Paul shrugged. “Same cause. Different reaction. They wake up to a world with ninety percent fewer people, their brains fried by the sun explosion. Go on the rampage. Then drop dead.”
“You’re clutching,” Blane said.
Paul held up his hands. “Hey, this is just a thought. But it works, don’t you think? It could even explain the phone lines going down, and why the TV’s don’t seem to work any more. Electromagnetic pulse. Wiped out all the circuit boards and electrical gizmos.” He shook his head. “Bullshit, I know, but Blane, listen to yourself. You see some fucked up woman in a field who hints that she knows you-”
“She knew my name-”
“Yeah, she probably heard me calling you from the car. You’re getting paranoid. I can hardly blame you, but hell, it’s just plain daft. And as for feeling responsible for any of this …” He waved his hand in the general direction of the window.

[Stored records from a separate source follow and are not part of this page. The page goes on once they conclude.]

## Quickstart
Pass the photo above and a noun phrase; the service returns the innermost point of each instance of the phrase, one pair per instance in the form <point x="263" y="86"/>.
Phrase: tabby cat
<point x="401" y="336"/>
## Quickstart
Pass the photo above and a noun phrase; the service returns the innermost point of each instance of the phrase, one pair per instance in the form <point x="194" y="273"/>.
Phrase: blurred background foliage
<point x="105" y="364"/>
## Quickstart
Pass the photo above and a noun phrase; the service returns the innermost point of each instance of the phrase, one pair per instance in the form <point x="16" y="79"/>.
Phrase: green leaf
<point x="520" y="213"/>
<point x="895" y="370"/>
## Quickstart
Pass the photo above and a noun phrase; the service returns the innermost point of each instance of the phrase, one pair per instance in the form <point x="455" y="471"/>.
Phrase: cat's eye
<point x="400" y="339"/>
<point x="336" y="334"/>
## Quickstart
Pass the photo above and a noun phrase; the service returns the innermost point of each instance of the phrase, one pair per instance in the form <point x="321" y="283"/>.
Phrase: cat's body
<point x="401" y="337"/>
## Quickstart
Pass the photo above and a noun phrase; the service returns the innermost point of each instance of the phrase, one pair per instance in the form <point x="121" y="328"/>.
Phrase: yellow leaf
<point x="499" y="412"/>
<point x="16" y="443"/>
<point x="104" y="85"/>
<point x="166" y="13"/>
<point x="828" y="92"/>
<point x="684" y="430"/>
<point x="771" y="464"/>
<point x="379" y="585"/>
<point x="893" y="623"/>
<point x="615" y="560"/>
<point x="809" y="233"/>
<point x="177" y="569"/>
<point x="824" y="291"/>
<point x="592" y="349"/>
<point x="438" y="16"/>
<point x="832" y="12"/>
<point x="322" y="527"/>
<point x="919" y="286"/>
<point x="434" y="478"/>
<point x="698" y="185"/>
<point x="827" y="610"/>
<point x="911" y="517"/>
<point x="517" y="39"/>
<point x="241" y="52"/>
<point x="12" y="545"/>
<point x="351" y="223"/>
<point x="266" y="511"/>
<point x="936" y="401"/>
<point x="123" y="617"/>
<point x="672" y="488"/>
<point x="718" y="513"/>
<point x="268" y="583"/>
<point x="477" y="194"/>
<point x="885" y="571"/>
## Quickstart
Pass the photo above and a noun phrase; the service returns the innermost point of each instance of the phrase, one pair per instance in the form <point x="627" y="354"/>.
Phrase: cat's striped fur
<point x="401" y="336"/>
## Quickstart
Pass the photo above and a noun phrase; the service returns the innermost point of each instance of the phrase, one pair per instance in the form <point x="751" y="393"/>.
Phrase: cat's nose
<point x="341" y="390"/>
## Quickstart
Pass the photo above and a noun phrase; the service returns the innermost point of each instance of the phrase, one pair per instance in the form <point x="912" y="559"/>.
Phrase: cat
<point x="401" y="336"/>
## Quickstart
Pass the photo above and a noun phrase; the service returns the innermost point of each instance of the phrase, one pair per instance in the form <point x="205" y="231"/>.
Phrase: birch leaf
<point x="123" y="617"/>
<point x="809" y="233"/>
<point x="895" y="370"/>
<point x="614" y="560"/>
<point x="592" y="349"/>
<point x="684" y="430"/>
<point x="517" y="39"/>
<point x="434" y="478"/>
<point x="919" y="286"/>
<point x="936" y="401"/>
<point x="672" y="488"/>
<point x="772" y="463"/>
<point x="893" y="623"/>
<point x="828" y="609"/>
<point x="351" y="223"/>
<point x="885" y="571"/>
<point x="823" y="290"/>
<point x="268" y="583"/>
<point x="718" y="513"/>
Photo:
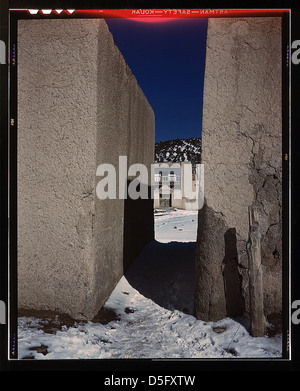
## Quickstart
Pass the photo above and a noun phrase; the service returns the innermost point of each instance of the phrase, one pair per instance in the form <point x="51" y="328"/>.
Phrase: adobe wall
<point x="242" y="157"/>
<point x="79" y="106"/>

“I think,” said Holly slowly, “that what Paul is trying to say, in roundabout terms, is that he doesn’t want you to go.”
Paul nodded. “Safety in numbers, Blane.”
Blane sat on the window sill, looked down at his scuffed shoes. “I want to believe you,” he said.
“Good.”
“But I don’t. I know I’m right. I can feel it. I have to find this woman, Paul, and you’re going to have to let me go.”
Paul did not answer. He knew now that he could not talk Blane away from this course, and for a moment he had the idea that he should keep him here by force. But what good would that do? He recalled what Blane had said earlier, about slipping from the edge and having to be prepared to fight, to kill, for what was left. He would never go down that route.